The design involved a symmetrical main frontage with three bays facing onto the High Street; the central bay featured an off-centre doorway with a stone architrave supporting a frieze inscribed with the words "Town Hall" and a segmental pediment with a coat of arms in the tympanum. The doorway was flanked by a sash window to the left and by a small window and, beyond that, by a sash window to the right. The gable above contained a three-light mullioned window with a small pediment. The building extended south along New Street with the first of the five bays containing a carved date stone. Internally, the principal room was the main hall.

In the mid-20th century the building was extended to the west, enclosing the lane that previously existed there, and to the south, establishing additional facilities. It was used exclusively as an events venue with the burgh council officers and their departments based in the Town Chambers.

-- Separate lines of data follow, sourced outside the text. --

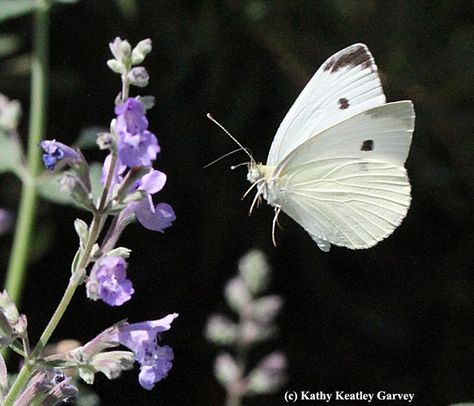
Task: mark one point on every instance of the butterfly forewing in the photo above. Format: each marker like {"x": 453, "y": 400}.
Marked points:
{"x": 346, "y": 84}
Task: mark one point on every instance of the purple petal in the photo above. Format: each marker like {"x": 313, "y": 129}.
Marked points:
{"x": 153, "y": 182}
{"x": 161, "y": 217}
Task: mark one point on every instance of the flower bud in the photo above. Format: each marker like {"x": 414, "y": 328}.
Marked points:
{"x": 138, "y": 77}
{"x": 116, "y": 66}
{"x": 226, "y": 369}
{"x": 253, "y": 332}
{"x": 112, "y": 363}
{"x": 269, "y": 375}
{"x": 105, "y": 140}
{"x": 254, "y": 269}
{"x": 126, "y": 49}
{"x": 147, "y": 101}
{"x": 8, "y": 308}
{"x": 220, "y": 330}
{"x": 120, "y": 252}
{"x": 237, "y": 293}
{"x": 264, "y": 309}
{"x": 142, "y": 49}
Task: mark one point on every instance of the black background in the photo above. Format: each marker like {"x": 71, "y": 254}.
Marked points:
{"x": 397, "y": 317}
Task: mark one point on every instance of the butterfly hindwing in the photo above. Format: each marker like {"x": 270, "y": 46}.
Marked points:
{"x": 347, "y": 186}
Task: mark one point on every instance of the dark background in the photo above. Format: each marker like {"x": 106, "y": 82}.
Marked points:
{"x": 397, "y": 317}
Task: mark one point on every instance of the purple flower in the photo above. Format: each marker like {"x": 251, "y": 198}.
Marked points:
{"x": 131, "y": 117}
{"x": 114, "y": 287}
{"x": 136, "y": 145}
{"x": 56, "y": 151}
{"x": 154, "y": 218}
{"x": 141, "y": 338}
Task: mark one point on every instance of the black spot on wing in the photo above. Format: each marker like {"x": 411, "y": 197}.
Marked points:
{"x": 352, "y": 56}
{"x": 367, "y": 145}
{"x": 343, "y": 103}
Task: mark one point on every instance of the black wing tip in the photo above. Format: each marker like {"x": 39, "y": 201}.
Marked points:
{"x": 351, "y": 56}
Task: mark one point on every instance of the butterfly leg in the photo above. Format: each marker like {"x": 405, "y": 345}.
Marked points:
{"x": 274, "y": 223}
{"x": 257, "y": 197}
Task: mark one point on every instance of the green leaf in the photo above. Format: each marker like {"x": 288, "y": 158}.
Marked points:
{"x": 10, "y": 153}
{"x": 15, "y": 8}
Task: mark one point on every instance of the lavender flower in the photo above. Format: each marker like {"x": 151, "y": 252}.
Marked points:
{"x": 136, "y": 145}
{"x": 56, "y": 151}
{"x": 141, "y": 338}
{"x": 108, "y": 281}
{"x": 155, "y": 218}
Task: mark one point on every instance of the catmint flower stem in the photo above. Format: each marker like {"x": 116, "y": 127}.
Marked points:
{"x": 37, "y": 124}
{"x": 75, "y": 280}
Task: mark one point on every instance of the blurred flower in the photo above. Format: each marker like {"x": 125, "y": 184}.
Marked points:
{"x": 47, "y": 387}
{"x": 254, "y": 269}
{"x": 226, "y": 369}
{"x": 108, "y": 281}
{"x": 56, "y": 151}
{"x": 220, "y": 330}
{"x": 256, "y": 323}
{"x": 140, "y": 51}
{"x": 141, "y": 338}
{"x": 269, "y": 375}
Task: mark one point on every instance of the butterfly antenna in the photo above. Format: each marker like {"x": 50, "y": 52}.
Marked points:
{"x": 209, "y": 116}
{"x": 222, "y": 157}
{"x": 238, "y": 165}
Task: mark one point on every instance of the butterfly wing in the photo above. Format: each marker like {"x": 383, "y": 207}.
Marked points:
{"x": 346, "y": 84}
{"x": 347, "y": 185}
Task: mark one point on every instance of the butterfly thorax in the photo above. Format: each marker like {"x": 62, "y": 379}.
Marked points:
{"x": 267, "y": 186}
{"x": 257, "y": 172}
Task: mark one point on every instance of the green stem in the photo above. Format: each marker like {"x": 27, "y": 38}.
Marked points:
{"x": 74, "y": 282}
{"x": 37, "y": 124}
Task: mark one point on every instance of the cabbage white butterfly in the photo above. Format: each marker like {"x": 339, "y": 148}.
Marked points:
{"x": 336, "y": 164}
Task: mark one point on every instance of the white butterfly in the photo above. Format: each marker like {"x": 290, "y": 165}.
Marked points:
{"x": 336, "y": 163}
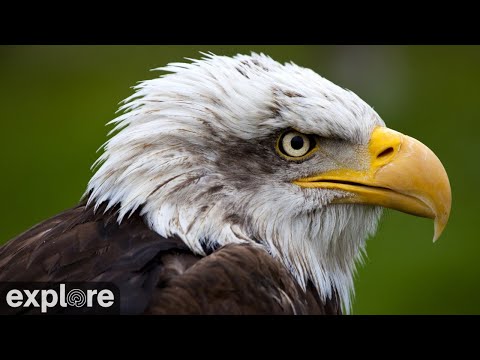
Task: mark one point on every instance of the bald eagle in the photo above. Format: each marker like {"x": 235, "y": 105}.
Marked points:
{"x": 234, "y": 185}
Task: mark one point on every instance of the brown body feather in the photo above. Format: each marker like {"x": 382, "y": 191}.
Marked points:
{"x": 155, "y": 275}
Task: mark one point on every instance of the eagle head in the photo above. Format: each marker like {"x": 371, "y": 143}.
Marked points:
{"x": 244, "y": 149}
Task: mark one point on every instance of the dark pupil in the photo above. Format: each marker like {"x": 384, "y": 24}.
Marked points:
{"x": 297, "y": 142}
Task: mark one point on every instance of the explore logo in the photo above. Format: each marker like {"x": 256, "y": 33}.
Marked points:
{"x": 59, "y": 298}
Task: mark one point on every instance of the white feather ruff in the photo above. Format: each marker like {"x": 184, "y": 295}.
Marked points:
{"x": 163, "y": 158}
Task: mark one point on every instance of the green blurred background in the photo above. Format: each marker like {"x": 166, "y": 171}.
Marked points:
{"x": 55, "y": 101}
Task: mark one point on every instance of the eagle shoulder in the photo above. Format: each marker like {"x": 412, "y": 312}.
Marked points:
{"x": 155, "y": 275}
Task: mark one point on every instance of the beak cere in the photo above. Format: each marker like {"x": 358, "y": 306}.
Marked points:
{"x": 403, "y": 174}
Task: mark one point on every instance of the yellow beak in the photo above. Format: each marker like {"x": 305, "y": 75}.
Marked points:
{"x": 403, "y": 174}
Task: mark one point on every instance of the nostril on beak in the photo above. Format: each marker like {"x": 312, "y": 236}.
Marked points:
{"x": 385, "y": 152}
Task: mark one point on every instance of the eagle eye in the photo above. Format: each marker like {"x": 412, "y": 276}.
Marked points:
{"x": 294, "y": 144}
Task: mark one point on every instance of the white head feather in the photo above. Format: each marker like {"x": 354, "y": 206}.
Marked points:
{"x": 194, "y": 153}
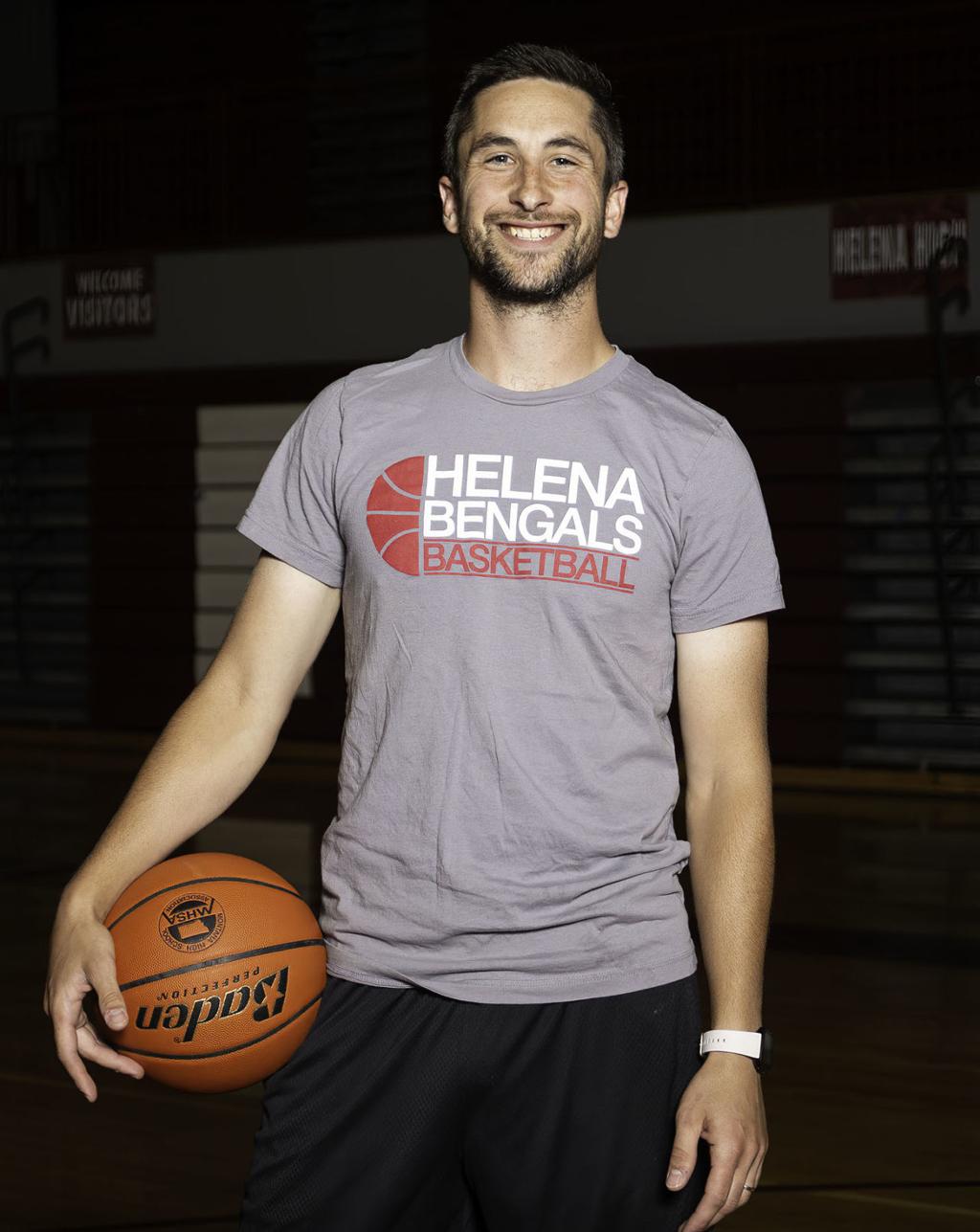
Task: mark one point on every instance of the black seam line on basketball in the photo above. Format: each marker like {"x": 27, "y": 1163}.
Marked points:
{"x": 222, "y": 1052}
{"x": 222, "y": 957}
{"x": 196, "y": 881}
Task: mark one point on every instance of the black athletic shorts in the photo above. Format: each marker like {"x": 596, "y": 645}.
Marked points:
{"x": 404, "y": 1110}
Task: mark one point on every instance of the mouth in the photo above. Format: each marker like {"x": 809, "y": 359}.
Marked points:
{"x": 532, "y": 236}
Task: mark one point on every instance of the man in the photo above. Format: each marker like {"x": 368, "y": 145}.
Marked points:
{"x": 529, "y": 528}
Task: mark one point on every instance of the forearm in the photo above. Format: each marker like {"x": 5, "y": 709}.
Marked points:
{"x": 733, "y": 858}
{"x": 209, "y": 753}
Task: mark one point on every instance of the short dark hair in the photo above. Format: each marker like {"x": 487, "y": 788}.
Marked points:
{"x": 555, "y": 64}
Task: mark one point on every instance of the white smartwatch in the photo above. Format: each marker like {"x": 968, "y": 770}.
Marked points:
{"x": 756, "y": 1045}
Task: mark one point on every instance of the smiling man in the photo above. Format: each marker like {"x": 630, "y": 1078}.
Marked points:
{"x": 531, "y": 530}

In April, 2021, the Battle of Prestonpans (1745) Heritage Trust acquired a five-year lease over the building from the East Lothian Council with the objective of renovating it and preparing it as museum space, to commemorate the Battle of Prestonpans, a battle in which Jacobite forces, led by the Stuart exile and pretender to the throne, Charles Edward Stuart, defeated a government army under the command of Sir John Cope, just to the south of Prestonpans on 21 September 1745. Following an extensive programme of renovation works to the main hall, which was carried out in summer 2021, the building re-opened with a conference on Jacobite themes. It became the site of the Prestonpans Jacobite Museum in April 2023.